La atinada decisión política anunciada por Pared Pérez, además, choca con la irrebatible realidad interna que vive el partido de gobierno, en la que el propio secretario general es «parte interesada» como precandidato presiddencial de cara a las elecciones del 2020.
Es innegable que la batalla interna por la candidatura presidencial del PLD jugó un rol preponderante en la decisión anunciada por Paerd Pérez y eso queda demostrado en el esfuerzo desesperado del precandidato Domínguez Brito por presentarte ante el país como «el protagonista de ese logro».
Como Domínguez Brito fue el primero en hacer ese reclamo pero al Comité Político y como el anuncio lo hizo un competidor interno, Pared Pérez, entonces el ex-senador de Santiago «salió huyendo» para las redes sociales y otros medios de comunicación a reivindicar su iniciativa.
Ahora Domínguez Brito anda celebrando como «un gran logro» la caída provisional de sus dos compañeros porque entiende que eso le beneficia en término de simpatía electoral. Como es un hombre sin estructura y que no tiene apoyo en el PLD, su accionar diario es en los medios de comunicación y en la denominada sociedad civil.

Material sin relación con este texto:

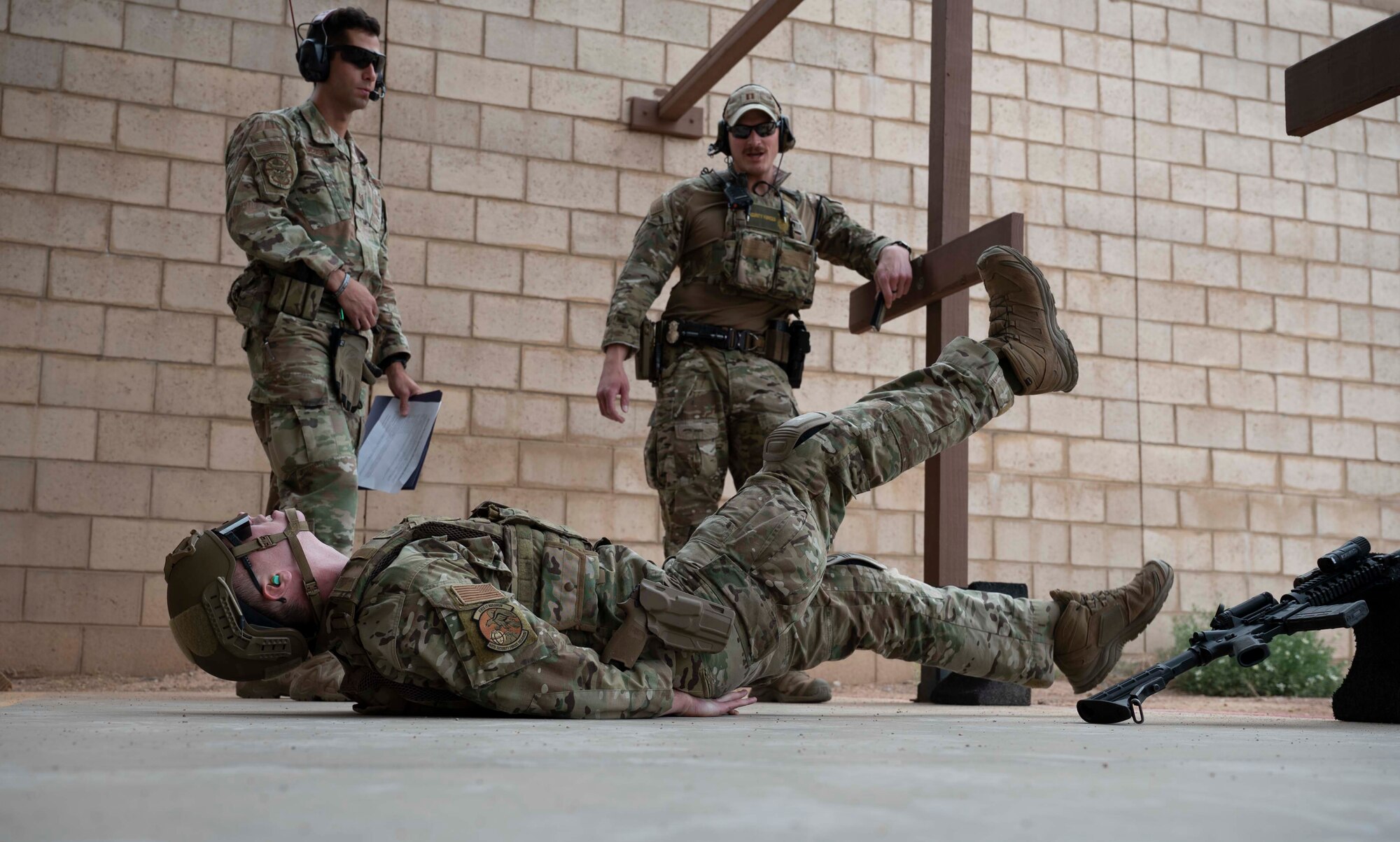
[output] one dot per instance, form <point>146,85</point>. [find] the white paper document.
<point>396,447</point>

De todas maneras, si se observa fría y desapasionadamente la difícil situación en que se encuentra el PLD con los casos de dirigentes involucrados en actos de corrupción, la decisión de suspender a Bautista y Díaz Rúa puede ayudar a reducir la presión a que está sometida esa organización.
Sin embargo, aparenta que la intensa y agresiva disputa interna por la candidatura presidencial del 2020, seguirá causando estragos en la agrupación que una vez fue modelo de unidad y disciplina.